Swann’s two month rampage included thirteen attacks, four deaths – including a February 26 shooting inside a barbershop, which was connected to Swann weeks after his arrest – and four woundings.
The deceased included:
- Julius “Jack” Bryant, 58, killed in the Safeway Barbershop on 11th St. NW on February 26.
- Elizabeth “Bessie” Hutson, 28, killed while walking her dogs in an alley paralleling Park Road NW in Mount Pleasant on March 23.
- Edwin Fleming, 35, killed at Holmead Pl. and Monroe St. NW on April 10.

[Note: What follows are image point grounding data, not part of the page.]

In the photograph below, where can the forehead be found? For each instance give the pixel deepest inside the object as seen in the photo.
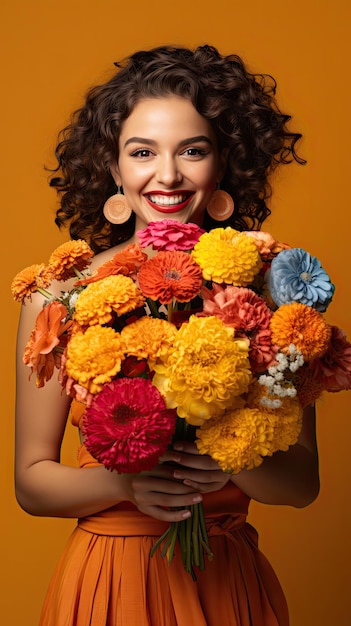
(172, 115)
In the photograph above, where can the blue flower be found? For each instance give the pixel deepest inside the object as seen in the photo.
(296, 276)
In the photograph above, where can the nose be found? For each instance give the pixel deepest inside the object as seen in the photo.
(168, 172)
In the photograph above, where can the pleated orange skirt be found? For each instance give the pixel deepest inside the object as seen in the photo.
(106, 576)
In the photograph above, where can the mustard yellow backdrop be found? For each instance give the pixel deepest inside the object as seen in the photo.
(52, 51)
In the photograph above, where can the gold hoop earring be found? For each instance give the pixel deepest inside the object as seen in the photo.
(221, 206)
(116, 208)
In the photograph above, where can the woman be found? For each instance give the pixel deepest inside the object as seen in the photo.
(169, 128)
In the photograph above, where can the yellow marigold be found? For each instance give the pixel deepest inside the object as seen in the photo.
(94, 357)
(96, 304)
(29, 280)
(69, 259)
(241, 438)
(227, 256)
(205, 370)
(238, 439)
(303, 326)
(148, 338)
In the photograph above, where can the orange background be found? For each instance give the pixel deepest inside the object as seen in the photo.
(52, 51)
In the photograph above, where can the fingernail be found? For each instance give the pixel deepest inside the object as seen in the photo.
(176, 458)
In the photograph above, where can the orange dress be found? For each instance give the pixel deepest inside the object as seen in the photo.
(106, 576)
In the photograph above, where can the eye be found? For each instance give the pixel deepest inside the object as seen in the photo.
(195, 152)
(141, 153)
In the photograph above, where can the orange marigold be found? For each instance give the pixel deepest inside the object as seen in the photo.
(170, 274)
(29, 280)
(126, 262)
(69, 259)
(303, 326)
(148, 338)
(45, 337)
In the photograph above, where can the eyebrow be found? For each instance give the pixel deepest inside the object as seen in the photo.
(184, 142)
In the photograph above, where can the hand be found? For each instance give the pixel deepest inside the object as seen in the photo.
(198, 471)
(157, 492)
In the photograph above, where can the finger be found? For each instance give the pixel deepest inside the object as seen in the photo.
(191, 477)
(167, 516)
(168, 501)
(200, 462)
(186, 446)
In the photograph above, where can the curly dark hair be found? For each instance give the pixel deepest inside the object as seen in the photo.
(239, 105)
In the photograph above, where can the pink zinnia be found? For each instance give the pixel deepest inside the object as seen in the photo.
(333, 369)
(128, 427)
(170, 235)
(241, 309)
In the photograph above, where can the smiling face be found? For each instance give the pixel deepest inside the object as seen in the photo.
(168, 161)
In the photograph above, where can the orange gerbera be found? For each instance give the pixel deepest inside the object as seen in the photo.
(126, 262)
(70, 259)
(303, 326)
(45, 337)
(170, 274)
(31, 279)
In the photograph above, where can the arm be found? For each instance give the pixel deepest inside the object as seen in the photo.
(290, 477)
(46, 487)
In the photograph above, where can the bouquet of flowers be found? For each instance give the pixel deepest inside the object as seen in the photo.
(217, 337)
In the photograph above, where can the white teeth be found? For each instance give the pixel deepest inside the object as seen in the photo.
(167, 200)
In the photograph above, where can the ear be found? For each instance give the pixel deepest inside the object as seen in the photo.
(114, 171)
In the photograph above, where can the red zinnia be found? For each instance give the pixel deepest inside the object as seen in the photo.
(128, 427)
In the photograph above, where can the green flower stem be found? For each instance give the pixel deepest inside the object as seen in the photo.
(195, 535)
(161, 539)
(188, 554)
(153, 307)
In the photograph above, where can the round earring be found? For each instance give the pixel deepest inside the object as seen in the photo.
(221, 206)
(116, 208)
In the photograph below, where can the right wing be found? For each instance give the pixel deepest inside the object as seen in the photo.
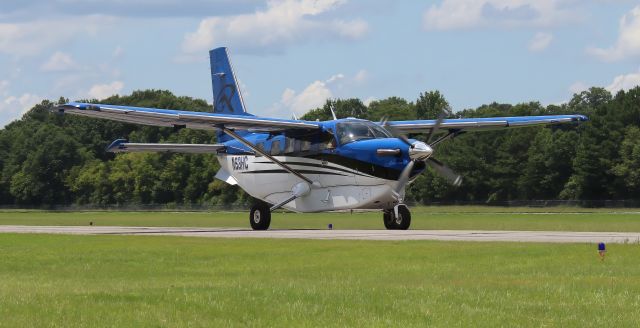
(189, 119)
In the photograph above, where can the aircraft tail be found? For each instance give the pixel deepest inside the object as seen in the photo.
(227, 98)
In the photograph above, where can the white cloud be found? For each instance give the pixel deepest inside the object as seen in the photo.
(316, 94)
(118, 52)
(4, 84)
(628, 43)
(31, 38)
(578, 87)
(361, 77)
(59, 61)
(313, 96)
(101, 91)
(540, 41)
(282, 23)
(624, 82)
(12, 107)
(457, 14)
(369, 100)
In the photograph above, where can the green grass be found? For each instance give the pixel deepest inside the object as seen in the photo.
(127, 281)
(445, 217)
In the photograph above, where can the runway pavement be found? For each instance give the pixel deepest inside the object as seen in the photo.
(452, 235)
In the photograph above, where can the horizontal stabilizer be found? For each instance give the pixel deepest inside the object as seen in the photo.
(226, 177)
(122, 146)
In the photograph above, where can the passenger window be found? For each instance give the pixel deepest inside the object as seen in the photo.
(275, 147)
(260, 146)
(289, 145)
(306, 145)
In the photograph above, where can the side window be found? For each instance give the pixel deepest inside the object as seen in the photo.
(306, 145)
(275, 147)
(260, 145)
(288, 145)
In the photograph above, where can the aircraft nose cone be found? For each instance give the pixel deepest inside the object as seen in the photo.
(420, 151)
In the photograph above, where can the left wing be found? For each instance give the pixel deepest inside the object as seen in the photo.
(122, 146)
(180, 118)
(485, 123)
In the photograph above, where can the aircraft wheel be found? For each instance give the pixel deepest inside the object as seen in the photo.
(387, 218)
(260, 217)
(403, 220)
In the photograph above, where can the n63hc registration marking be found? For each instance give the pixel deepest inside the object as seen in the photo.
(240, 163)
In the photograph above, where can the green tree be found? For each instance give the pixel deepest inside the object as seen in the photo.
(430, 104)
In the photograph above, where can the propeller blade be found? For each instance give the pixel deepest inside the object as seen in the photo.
(436, 127)
(404, 177)
(451, 176)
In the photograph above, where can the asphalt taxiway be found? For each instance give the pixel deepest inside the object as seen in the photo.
(451, 235)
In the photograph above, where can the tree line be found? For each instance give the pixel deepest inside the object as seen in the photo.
(48, 159)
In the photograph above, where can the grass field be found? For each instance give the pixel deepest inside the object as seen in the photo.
(126, 281)
(445, 217)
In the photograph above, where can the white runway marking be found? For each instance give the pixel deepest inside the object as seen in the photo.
(451, 235)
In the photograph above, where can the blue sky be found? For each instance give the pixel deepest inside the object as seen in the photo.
(290, 56)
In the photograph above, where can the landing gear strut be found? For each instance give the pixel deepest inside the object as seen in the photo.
(260, 216)
(402, 221)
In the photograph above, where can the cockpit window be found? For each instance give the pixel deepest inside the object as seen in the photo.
(353, 131)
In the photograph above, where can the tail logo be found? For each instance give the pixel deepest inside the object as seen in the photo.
(223, 99)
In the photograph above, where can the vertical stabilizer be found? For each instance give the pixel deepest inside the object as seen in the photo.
(227, 98)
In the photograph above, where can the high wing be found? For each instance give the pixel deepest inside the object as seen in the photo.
(485, 123)
(122, 146)
(180, 118)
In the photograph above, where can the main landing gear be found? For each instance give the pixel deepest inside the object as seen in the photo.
(401, 221)
(260, 216)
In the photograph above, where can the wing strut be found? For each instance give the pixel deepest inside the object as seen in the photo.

- Nello Hughes, 61, killed on 13th St. NW on April 19.
R.I.P.
One last twist to the story: On February 6, 1993 – just two weeks before the first shooting – Prince George’s County police questioned Swann about his possible involvement in an incident in the county and seized his shotgun. The gun was returned a few days later when no charges were filed.
Footnotes
- ^ McCombs, Phil, “The Night Watch: A Porch-Seat View of the Street Stalked by the Killer,”The Washington Post, 16 Apr 1993: B1.
- ^ Thomas-Lester, Avis, “Search Turns to Garages,” The Washington Post, 17 Apr 1993: D1.
- a, b Duggan, Paul and James Ragland, “Reno Tours School in Columbia Heights, Justice Department ‘Taking Steps’,” The Washington Post, 16 Apr 1993: D1.
- ^ Kovaleski, Serge, “N.J. Man Arrested After Another Shotgun Slaying,” The Washington Post, 20 Apr 1993: A1.
- ^ Duggan, Paul and Marcia Slacum Greene, “A Man of Few Words, Often Odd Deeds,” The Washington Post, 21 Apr 1993: A1.
- ^ Duggan, Paul, “Shotgun Stalker Ruled Insane, Not Guilty,” The Washington Post, 27 Sep 1994: A1.